Da quest’anno bonus bebè con Isee specifico
Nel 2026 per richiedere il bonus nuovi nati da 1.000 euro è necessario avere l’Isee specifico per prestazioni familiari e per l’inclusione, a differenza dell’anno scorso quando era richiesto l’Isee minorenni. Lo ricorda Inps nella circolare 45/2026 del 10 aprile in cui, in vista dell’attivazione del canale di presentazione delle domande, illustra requisiti e regole di accesso all’una tantum erogabile per ogni figlio nato o adottato (vale anche l’affidamento preadottivo).
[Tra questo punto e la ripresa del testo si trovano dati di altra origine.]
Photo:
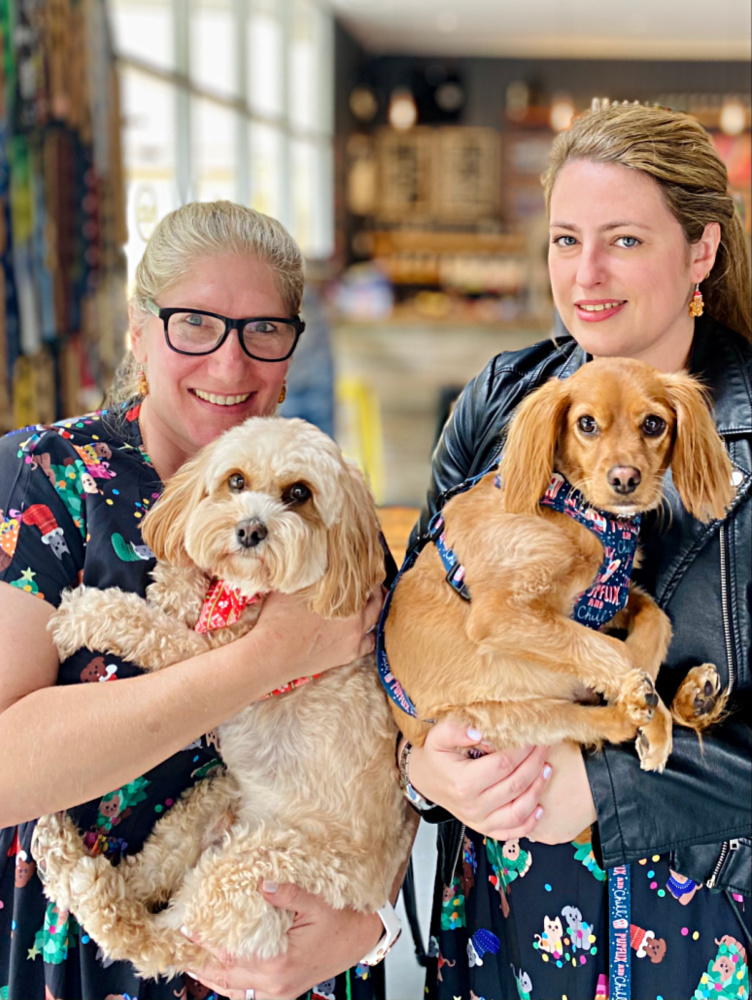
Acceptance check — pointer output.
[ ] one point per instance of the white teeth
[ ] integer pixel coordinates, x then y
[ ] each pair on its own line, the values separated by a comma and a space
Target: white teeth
221, 400
601, 307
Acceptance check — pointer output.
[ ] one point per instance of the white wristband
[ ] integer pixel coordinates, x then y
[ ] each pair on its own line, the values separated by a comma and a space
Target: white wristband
392, 930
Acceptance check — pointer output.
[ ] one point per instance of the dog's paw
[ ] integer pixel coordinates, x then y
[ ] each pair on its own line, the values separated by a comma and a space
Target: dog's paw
639, 698
699, 702
655, 740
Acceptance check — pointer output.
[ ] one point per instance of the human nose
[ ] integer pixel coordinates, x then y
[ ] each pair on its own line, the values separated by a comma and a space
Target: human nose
590, 266
230, 354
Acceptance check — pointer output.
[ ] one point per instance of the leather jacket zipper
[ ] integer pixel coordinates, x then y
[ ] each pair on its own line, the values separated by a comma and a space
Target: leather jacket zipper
725, 608
726, 847
460, 842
Importo soglia e assegno unico
L’una tantum è riconosciuta ai nuclei familiari con Isee specifico non superiore a 40mila euro, che viene neutralizzato dell’importo dell’assegno unico e universale eventualmente percepito, in analogia a quanto avviene per il bonus asilo nido. Ciò significa che il valore dell’Auu viene rapportato alla scala di equivalenza del nucleo familiare e il risultato viene sottratto dal valore dell’indicatore. Nell’ipotesi di un assegno pari a 3.100 euro e un parametro di 3,1, il valore da sottrarre è pari a 1.000 euro, cioè 3.100 diviso 3,1.
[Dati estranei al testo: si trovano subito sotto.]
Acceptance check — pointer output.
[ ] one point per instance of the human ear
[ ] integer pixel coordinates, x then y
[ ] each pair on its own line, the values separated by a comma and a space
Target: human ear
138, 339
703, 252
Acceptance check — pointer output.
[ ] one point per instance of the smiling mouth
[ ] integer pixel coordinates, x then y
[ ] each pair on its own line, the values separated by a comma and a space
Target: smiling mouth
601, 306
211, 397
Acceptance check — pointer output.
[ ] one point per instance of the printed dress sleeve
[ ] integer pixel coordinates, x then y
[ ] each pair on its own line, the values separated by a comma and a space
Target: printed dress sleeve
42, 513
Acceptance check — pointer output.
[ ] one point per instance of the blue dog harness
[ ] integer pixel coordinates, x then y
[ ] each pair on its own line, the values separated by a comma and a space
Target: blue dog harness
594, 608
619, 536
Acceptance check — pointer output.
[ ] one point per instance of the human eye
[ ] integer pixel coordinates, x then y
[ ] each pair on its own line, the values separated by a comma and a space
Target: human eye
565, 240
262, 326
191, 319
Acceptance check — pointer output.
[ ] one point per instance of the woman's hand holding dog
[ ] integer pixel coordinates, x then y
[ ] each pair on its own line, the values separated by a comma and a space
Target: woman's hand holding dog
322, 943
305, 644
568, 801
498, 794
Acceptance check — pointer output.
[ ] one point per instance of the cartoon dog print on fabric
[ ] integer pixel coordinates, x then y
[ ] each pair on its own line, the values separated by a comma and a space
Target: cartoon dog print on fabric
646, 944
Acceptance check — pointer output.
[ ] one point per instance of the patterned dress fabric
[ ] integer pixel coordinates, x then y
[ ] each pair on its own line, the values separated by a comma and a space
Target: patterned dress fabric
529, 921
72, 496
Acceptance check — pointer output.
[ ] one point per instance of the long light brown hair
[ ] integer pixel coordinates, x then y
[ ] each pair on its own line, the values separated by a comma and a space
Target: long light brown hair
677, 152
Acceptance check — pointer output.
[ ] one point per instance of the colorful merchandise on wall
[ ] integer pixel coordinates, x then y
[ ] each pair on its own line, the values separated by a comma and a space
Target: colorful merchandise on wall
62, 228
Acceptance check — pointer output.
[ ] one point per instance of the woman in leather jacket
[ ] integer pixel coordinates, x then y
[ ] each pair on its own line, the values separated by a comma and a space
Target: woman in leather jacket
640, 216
La domanda deve essere presentata, in alternativa, da uno dei due genitori. Se non convivono, deve provvedere chi, tra i due, vive con il figlio. Si hanno a disposizione 120 giorni a partire dalla nascita o dalla data di ingresso in famiglia adottato o dalla data di trascrizione del provvedimento di adozione nei registri dello stato civile in caso di adozione internazionale. Per gli eventi verificatisi prima dell’apertura del servizio di presentazione delle domande, i 120 giorni decorreranno dal giorno di pubblicazione del messaggio con cui Inps comunicherà il via libera.
Se l’Isee specifico non è già stato elaborato, la richiesta può essere validamente inoltrata se è stata presentata una dichiarazione sostitutiva unica (Dsu) per il calcolo dell’Isee minorenni in cui sia presente il figlio per cui si chiede il bonus. Gli interessati possono utilizzare il sito internet, l’app o il call center dell’Inps oppure rivolgersi ai patronati.
Budget
Il bonus sarà erogato in base all’ordine cronologico di arrivo delle richieste fino a esaurimento dei fondi (360 milioni di euro per quest’anno), previa verifica dei requisiti. Qualora si dovesse superare il budget, potrebbe essere ridotto l’importo o variato il valore soglia dell’Isee. Ma a fronte del continuo calo delle nascite (355mila nel 2024), i fondi dovrebbero essere sufficienti.